I want to calculate a flux of a vector field $\vec F(x,y,z)=(2xy,y,x^2)$ through the surface $S$ that is the piece of the plane $z+x=4$ inside the cylinder $x^2+y^2=4x$. I used cylindrical coordinates to parameterize the surface.

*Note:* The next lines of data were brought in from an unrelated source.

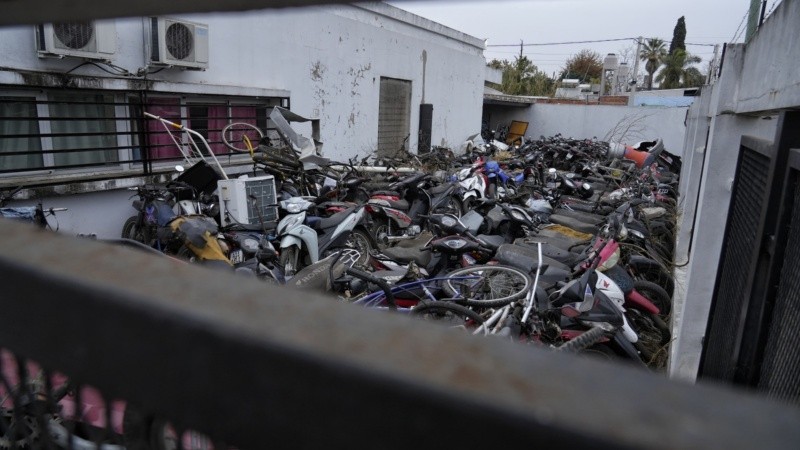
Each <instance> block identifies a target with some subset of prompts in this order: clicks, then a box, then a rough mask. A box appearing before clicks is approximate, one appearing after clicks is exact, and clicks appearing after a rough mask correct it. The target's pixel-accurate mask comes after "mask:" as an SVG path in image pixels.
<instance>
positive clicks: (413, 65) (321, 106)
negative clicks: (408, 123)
mask: <svg viewBox="0 0 800 450" xmlns="http://www.w3.org/2000/svg"><path fill="white" fill-rule="evenodd" d="M178 18H180V19H185V20H190V21H194V22H200V23H204V24H208V26H209V59H210V62H209V68H208V69H207V70H205V71H192V70H181V69H176V68H168V69H164V70H160V71H157V70H158V68H157V67H150V69H149V72H155V73H149V74H148V75H147V76H146V77H144V76H141V75H142V74H144V72H146V71H147V67H146V66H147V63H146V61H147V59H148V58H149V54H150V50H149V45H150V43H149V23H148V22H147V20H146V19H143V18H125V19H117V20H116V21H115V25H116V34H117V53H116V54H115V56H114V58H113V60H112V63H113V64H114V67H112V66H107V65H103V64H99V65H95V64H93V63H92V64H85V63H84V61H82V60H80V59H75V58H63V59H55V58H47V59H41V58H38V57H37V55H36V51H35V40H34V28H33V27H27V26H25V27H11V28H4V29H0V54H2V55H3V56H4V58H3V59H4V61H3V62H2V63H0V65H2V66H3V67H2V68H0V72H2V71H11V72H13V71H15V70H20V71H22V70H24V71H41V72H48V73H45V74H43V75H41V76H32V77H34V78H37V79H35V80H33V79H30V78H31V76H29V77H28V78H27V79H23V80H22V81H21V82H20V84H23V85H36V86H68V87H85V88H103V87H104V86H105V87H108V86H110V85H111V84H110V83H109V82H108V81H109V80H110V79H112V78H113V79H115V81H116V82H115V83H114V84H113V86H114V87H115V88H117V89H119V88H130V89H133V88H139V87H142V86H145V87H146V86H148V84H149V85H151V86H152V84H153V83H158V82H159V81H163V82H169V83H175V84H174V86H176V89H180V88H181V86H185V87H186V90H185V91H184V92H193V91H194V92H196V90H197V87H198V86H200V87H202V86H203V85H215V86H230V87H231V89H234V88H236V87H250V88H259V89H283V90H288V91H290V92H291V107H292V110H294V111H296V112H298V113H299V114H303V115H309V116H310V115H314V116H318V117H319V118H320V119H321V140H322V141H323V142H324V147H323V152H324V153H325V155H326V156H331V157H334V158H347V157H350V156H354V155H356V154H361V155H364V154H365V152H369V151H372V150H374V148H375V145H376V143H377V130H378V93H379V86H380V83H379V80H380V77H382V76H383V77H391V78H399V79H403V80H410V81H411V82H412V101H411V105H412V108H411V111H412V112H411V119H410V123H411V129H410V130H409V131H410V133H411V135H412V136H416V135H417V133H418V130H417V127H418V123H419V117H418V116H419V107H418V105H419V104H420V103H422V102H423V101H422V95H423V64H426V66H427V67H426V72H427V76H426V80H425V84H426V86H425V97H426V98H425V101H426V102H427V103H432V104H433V105H434V121H433V139H432V142H433V143H435V144H438V143H446V144H450V145H457V144H458V143H460V142H461V141H463V140H464V138H466V137H467V136H468V135H470V134H472V133H474V132H475V131H476V130H479V129H480V118H481V104H482V98H483V77H484V65H485V60H484V58H483V41H482V40H479V39H477V38H474V37H471V36H468V35H465V34H463V33H460V32H457V31H455V30H451V29H449V28H446V27H444V26H442V25H440V24H436V23H434V22H431V21H428V20H426V19H423V18H421V17H418V16H414V15H413V14H410V13H406V12H405V11H402V10H400V9H398V8H394V7H392V6H390V5H387V4H383V3H368V4H360V5H338V6H330V7H322V8H302V9H300V8H298V9H285V10H279V11H249V12H246V13H232V14H210V15H201V14H190V15H182V16H180V17H178ZM423 51H424V52H426V55H427V58H426V59H427V61H426V62H424V61H423V60H422V59H421V58H420V55H421V54H422V52H423ZM107 71H112V72H116V71H127V73H129V74H130V75H123V76H116V75H111V74H109V73H108V72H107ZM156 71H157V72H156ZM137 73H138V74H140V75H139V76H137V75H136V74H137ZM74 75H79V76H80V77H79V78H75V77H74ZM119 79H123V80H128V82H127V83H122V84H120V83H119V81H118V80H119ZM87 80H88V81H87ZM95 80H96V81H95ZM189 87H194V90H191V89H189ZM298 131H300V132H301V133H309V132H310V131H305V130H304V129H303V127H302V126H300V127H298ZM416 142H417V140H416V139H411V140H410V143H411V148H412V150H415V149H416V148H415V147H416Z"/></svg>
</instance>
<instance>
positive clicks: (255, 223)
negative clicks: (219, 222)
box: [225, 221, 278, 231]
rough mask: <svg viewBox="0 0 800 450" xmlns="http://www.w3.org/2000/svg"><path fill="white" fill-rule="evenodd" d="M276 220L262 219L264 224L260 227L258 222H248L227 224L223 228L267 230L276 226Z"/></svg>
mask: <svg viewBox="0 0 800 450" xmlns="http://www.w3.org/2000/svg"><path fill="white" fill-rule="evenodd" d="M277 226H278V223H277V222H267V221H264V226H263V227H262V226H261V224H260V223H255V224H250V223H235V224H231V225H228V226H227V227H226V228H225V231H264V229H266V230H267V231H270V230H274V229H275V228H277Z"/></svg>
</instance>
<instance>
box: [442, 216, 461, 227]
mask: <svg viewBox="0 0 800 450" xmlns="http://www.w3.org/2000/svg"><path fill="white" fill-rule="evenodd" d="M441 223H442V225H443V226H445V227H448V228H452V227H454V226H456V225H457V224H458V219H456V218H455V217H453V216H442V219H441Z"/></svg>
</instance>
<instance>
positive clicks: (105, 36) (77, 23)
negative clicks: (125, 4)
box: [36, 20, 117, 61]
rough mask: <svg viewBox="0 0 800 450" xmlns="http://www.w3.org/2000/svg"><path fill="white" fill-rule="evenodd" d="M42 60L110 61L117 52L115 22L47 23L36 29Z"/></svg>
mask: <svg viewBox="0 0 800 450" xmlns="http://www.w3.org/2000/svg"><path fill="white" fill-rule="evenodd" d="M36 50H37V53H38V55H39V57H40V58H49V57H58V58H61V57H65V56H71V57H77V58H86V59H98V60H103V61H109V60H111V59H112V56H113V55H114V53H115V52H116V51H117V30H116V27H115V25H114V21H113V20H99V21H96V22H89V21H84V22H61V23H46V24H43V25H37V26H36Z"/></svg>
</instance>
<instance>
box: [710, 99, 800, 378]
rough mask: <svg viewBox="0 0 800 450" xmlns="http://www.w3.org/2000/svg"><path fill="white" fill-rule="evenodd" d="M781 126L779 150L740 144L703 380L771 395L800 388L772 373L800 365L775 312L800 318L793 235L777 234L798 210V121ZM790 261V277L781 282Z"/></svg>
mask: <svg viewBox="0 0 800 450" xmlns="http://www.w3.org/2000/svg"><path fill="white" fill-rule="evenodd" d="M779 120H780V122H779V124H778V132H777V137H776V139H775V142H774V143H773V142H767V141H763V140H759V139H755V138H752V137H748V136H744V137H743V138H742V141H741V146H740V149H739V162H738V165H737V169H736V176H735V180H734V185H733V193H732V197H731V207H730V212H729V216H728V221H727V227H726V230H725V238H724V243H723V247H722V254H721V258H720V264H719V271H718V273H717V282H716V287H715V290H714V299H713V303H712V306H711V314H710V316H709V325H708V329H707V333H706V339H705V342H704V350H703V360H702V362H701V368H700V376H701V377H705V378H713V379H717V380H723V381H727V382H732V383H736V384H741V385H748V386H761V385H762V384H763V385H764V388H766V389H769V387H768V386H767V385H769V386H772V385H773V384H775V383H773V382H772V381H771V380H773V379H774V381H775V382H776V383H777V384H780V385H781V386H782V388H785V386H786V384H787V383H788V384H790V385H791V384H793V385H794V386H800V385H798V383H797V381H798V380H800V373H798V374H797V375H794V377H793V379H790V378H792V377H788V378H787V377H786V376H783V375H778V376H777V378H775V375H777V374H774V373H773V369H771V368H774V369H775V370H784V369H785V367H784V366H785V364H784V361H793V360H796V359H798V358H800V350H793V349H796V346H794V347H792V346H788V347H787V346H786V345H785V344H784V343H783V341H780V342H777V341H778V340H780V338H781V336H782V333H784V332H785V331H782V329H778V328H777V326H779V325H781V324H783V323H784V322H786V321H787V320H790V319H791V314H790V315H789V316H784V314H785V313H784V312H781V311H779V310H778V309H776V308H774V307H773V306H774V305H776V301H777V302H778V303H781V302H782V303H781V304H782V306H781V308H783V309H785V310H786V311H787V312H792V311H795V310H797V311H800V304H798V301H797V300H795V299H794V296H795V295H796V294H795V292H794V291H792V289H791V286H793V284H792V283H795V281H794V280H793V279H792V277H791V274H793V273H794V272H796V270H795V269H794V265H795V264H796V262H794V261H791V258H784V254H786V255H792V254H793V250H792V249H791V248H790V246H788V245H784V244H783V243H784V242H786V241H785V239H786V235H787V234H789V235H790V236H791V233H787V232H785V231H784V228H785V226H781V227H779V224H786V223H789V222H790V221H791V220H792V216H791V214H792V211H793V210H794V209H793V206H794V202H795V197H796V188H795V184H796V183H795V182H794V181H793V180H794V178H792V177H794V175H791V174H790V173H789V172H788V171H789V170H790V169H789V168H788V167H789V166H787V160H788V155H789V148H791V147H796V146H798V142H800V131H799V130H800V128H799V125H800V114H799V113H796V112H791V113H788V112H787V113H782V114H781V115H780V118H779ZM792 173H793V172H792ZM790 175H791V177H790ZM787 202H789V203H788V206H787ZM798 226H800V225H798ZM798 236H800V235H798ZM792 242H794V241H792ZM779 243H780V244H779ZM785 259H786V260H788V261H790V262H789V264H787V265H786V271H788V272H789V273H784V274H781V269H782V268H783V266H784V264H783V261H784V260H785ZM779 283H780V285H781V287H782V289H778V285H779ZM776 294H777V297H776ZM781 298H783V299H784V300H780V299H781ZM773 318H774V319H775V320H773ZM773 325H774V326H775V328H774V327H773ZM768 338H769V344H767V341H768ZM787 358H788V359H787ZM795 367H796V366H795ZM760 379H761V380H764V383H761V382H760V381H759V380H760ZM795 389H796V388H795Z"/></svg>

Then $x \to r\cos(\theta)+2$ and $y \to r\sin(\theta)$. So I'd parameterize the surface as
$$ \vec{r}(r,\theta) = \left< r\cos(\theta)+2, r\sin(\theta), 2 - r\cos(\theta) \right> $$
This way the bounds on the integral will be $0 \leq r \leq 2$ and $0 \leq \theta \leq 2\pi$.
The normal vector $\vec{N}$ is $$ \vec{N} = \vec{r}_{r} \times \vec{r}_{\theta} = \left| \begin{pmatrix} \widehat{i} & \widehat{j} & \widehat{k} \\ \cos \theta & \sin \theta & -\cos \theta \\ -r \sin \theta & r \cos \theta & r \sin \theta \\ \end{pmatrix} \right| = \langle r, 0,r\rangle, $$
Here I want to graph this surface and also I need to know how to indicate this normal vector on the graph.
I would also like to know if what I did so far is correct.